Totalement humiliant ! » grogna Messmer, serrant son poing autour de son verre.
« Je comprends ton amertume. »
« Je le savais. Nous avons
combattu côte à côte sur les champs de bataille sanglants de France,
d'Allemagne et d'Indochine. Nous sommes rentrés chez nous en espérant une
nation renouvelée, pour découvrir la France se déchirer dans le chaos
politique. Oui, René ! J'ai accepté ce poste diplomatique comme une
échappatoire délibérée à ma chère France parce que je ne pouvais plus supporter
les querelles sans fin des politiciens, en particulier de ces éléments
dangereux de gauche. »
« J'ai fait à peu près la même
chose », intervint René en faisant tourner le cognac restant dans son verre.

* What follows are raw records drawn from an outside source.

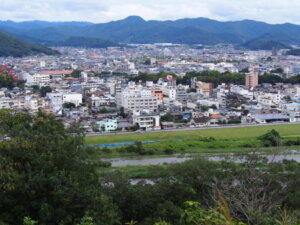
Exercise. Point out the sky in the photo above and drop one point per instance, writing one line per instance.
(100, 11)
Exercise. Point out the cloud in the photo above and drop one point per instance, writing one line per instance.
(272, 11)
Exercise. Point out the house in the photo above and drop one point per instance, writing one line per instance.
(269, 118)
(108, 125)
(200, 121)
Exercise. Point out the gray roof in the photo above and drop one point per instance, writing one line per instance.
(270, 116)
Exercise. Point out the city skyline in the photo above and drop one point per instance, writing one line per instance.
(100, 11)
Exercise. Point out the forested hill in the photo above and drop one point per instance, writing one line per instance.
(135, 29)
(10, 46)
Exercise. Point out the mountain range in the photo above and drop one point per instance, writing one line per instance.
(134, 29)
(10, 46)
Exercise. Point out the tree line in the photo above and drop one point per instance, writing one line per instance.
(47, 177)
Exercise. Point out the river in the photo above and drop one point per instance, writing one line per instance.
(138, 161)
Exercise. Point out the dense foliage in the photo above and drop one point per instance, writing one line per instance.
(47, 177)
(10, 46)
(264, 44)
(136, 30)
(87, 42)
(44, 173)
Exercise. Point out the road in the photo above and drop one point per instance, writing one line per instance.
(187, 129)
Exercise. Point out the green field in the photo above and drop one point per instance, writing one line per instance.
(292, 130)
(210, 140)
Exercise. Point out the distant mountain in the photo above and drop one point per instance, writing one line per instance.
(10, 46)
(263, 44)
(87, 42)
(295, 52)
(135, 29)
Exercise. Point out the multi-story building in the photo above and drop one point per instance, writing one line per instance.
(252, 79)
(206, 89)
(108, 125)
(74, 98)
(147, 121)
(37, 79)
(137, 100)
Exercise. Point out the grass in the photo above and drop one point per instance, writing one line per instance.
(242, 139)
(226, 133)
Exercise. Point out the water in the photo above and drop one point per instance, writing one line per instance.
(138, 161)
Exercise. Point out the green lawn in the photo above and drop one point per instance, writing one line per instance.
(292, 130)
(196, 141)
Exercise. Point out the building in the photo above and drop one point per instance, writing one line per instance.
(147, 121)
(137, 100)
(270, 118)
(206, 89)
(158, 93)
(252, 79)
(37, 79)
(108, 125)
(74, 98)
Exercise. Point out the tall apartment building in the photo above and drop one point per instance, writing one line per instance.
(137, 99)
(205, 89)
(252, 79)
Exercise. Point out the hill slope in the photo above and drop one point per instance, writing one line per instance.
(10, 46)
(134, 29)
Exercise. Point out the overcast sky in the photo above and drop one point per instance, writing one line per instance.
(272, 11)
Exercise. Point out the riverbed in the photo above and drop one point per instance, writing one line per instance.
(179, 158)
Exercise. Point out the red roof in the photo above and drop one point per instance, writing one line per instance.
(56, 72)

« Ah, oui. Vous avez cherché
refuge et paix d'esprit en Amérique. Mais il a toujours été évident pour ceux
qui vous connaissaient que vous n'avez jamais vraiment cessé de vous inquiéter
pour notre chère France. Vous n'avez jamais cessé de lutter avec les défis
existentiels profonds auxquels notre nation est confrontée. »
René hocha lentement la tête, son
expression solennelle. « Certainement ! » murmura-t-il, les yeux à
moitié fermés.
Messmer se redressa soudain,
s'éclaircit la gorge et reprit son travail à lui. « Maintenant, René, le
formidable ! Allons droit au but central de cette réunion. »
« Bien sûr ! »
« Lorsque les rapports de
renseignement ont traversé mon bureau et que j'ai appris vos demandes formelles
persistantes d'être réaffecté au Cameroun, je me suis dit — Voici exactement
l'homme dont nous avons besoin pour cette poudrière. »
« Honnêtement, je ne tiens pas à
compter le nombre de fois où j'ai soumis cette demande avant que quiconque à
Paris ne daigne écouter. »
La voix de Messmer s'adoucit,
perdant son ton bureaucratique. « René, René, René ! Considérez le coût humain.
Ton petit frère, Marc, servait activement là-bas au Cameroun. Combien de sang
et de sacrifices la France pourrait-elle exiger d'une seule famille ? »
René baissa les yeux vers le
liquide ambré sombre dans son verre, secouant la tête en silence.
« Je suis profondément désolé
pour Marc. »
René leva les yeux, la mâchoire
serrée, les yeux brillants d'une détermination froide et résolue. « Il est
mort, et nous avons une guerre à gagner. Ces bandits soutenus par les
communistes dans les jungles et les prairies là-bas ne doivent pas être autorisés
à réussir. »
« Je suis heureux que tu sois
engagé envers la terre pour laquelle ton frère a sacrifié sa vie. La Nouvelle
France ne se laissera pas pousser à fuir le Cameroun français ou l'Algérie
alors que la France dirigée par la gauche abandonnait l'Indochine aux bandits
rouges de Ho Chi Minh. Le général Charles De Gaulle est de retour, et
notre gloire. »
« J'aime ton langage », dit René
en sirotant son brandy et en se léchant les lèvres.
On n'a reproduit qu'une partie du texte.